Publication or External Link







Object recognition is a very important high-level task in surveillance applications. This dissertation focuses on building appearance models for object recognition and exploring the relationship between shape and appearance for two key types of objects, human and vehicle. The dissertation proposes a generic framework that models the appearance while incorporating certain geometric prior information, or the so-called geometric context. Then under this framework, special methods are developed for recognizing humans and vehicles based on their appearance and shape attributes in surveillance videos.

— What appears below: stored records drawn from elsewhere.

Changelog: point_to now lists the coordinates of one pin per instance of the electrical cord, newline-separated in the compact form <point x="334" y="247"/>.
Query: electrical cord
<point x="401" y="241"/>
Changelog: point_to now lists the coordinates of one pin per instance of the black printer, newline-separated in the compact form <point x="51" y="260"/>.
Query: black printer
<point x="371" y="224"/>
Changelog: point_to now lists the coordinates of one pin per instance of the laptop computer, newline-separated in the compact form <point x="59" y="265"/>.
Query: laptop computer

The first part of the dissertation presents a unified framework based on a general definition of geometric transform (GeT) which is applied to modeling object appearances under geometric context. The GeT models the appearance by applying designed functionals over certain geometric sets. GeT unifies Radon transform, trace transform, image warping etc. Moreover, five novel types of GeTs are introduced and applied to fingerprinting the appearance inside a contour. They include GeT based on level sets, GeT based on shape matching, GeT based on feature curves, GeT invariant to occlusion, and a multi-resolution GeT (MRGeT) that combines both shape and appearance information.

The second part focuses on how to use the GeT to build appearance models for objects like walking humans, which have articulated motion of body parts. This part also illustrates the application of GeT for object recognition, image segmentation, video retrieval, and image synthesis. The proposed approach produces promising results when applied to automatic body part segmentation and fingerprinting the appearance of a human and body parts despite the presence of non-rigid deformations and articulated motion.

It is very important to understand the 3D structure of vehicles in order to recognize them. To reconstruct the 3D model of a vehicle, the third part presents a factorization method for structure from planar motion. Experimental results show that the algorithm is accurate and fairly robust to noise and inaccurate calibration. Differences and the dual relationship between planar motion and planar object are also clarified in this part. Based on our method, a fully automated vehicle reconstruction system has been designed.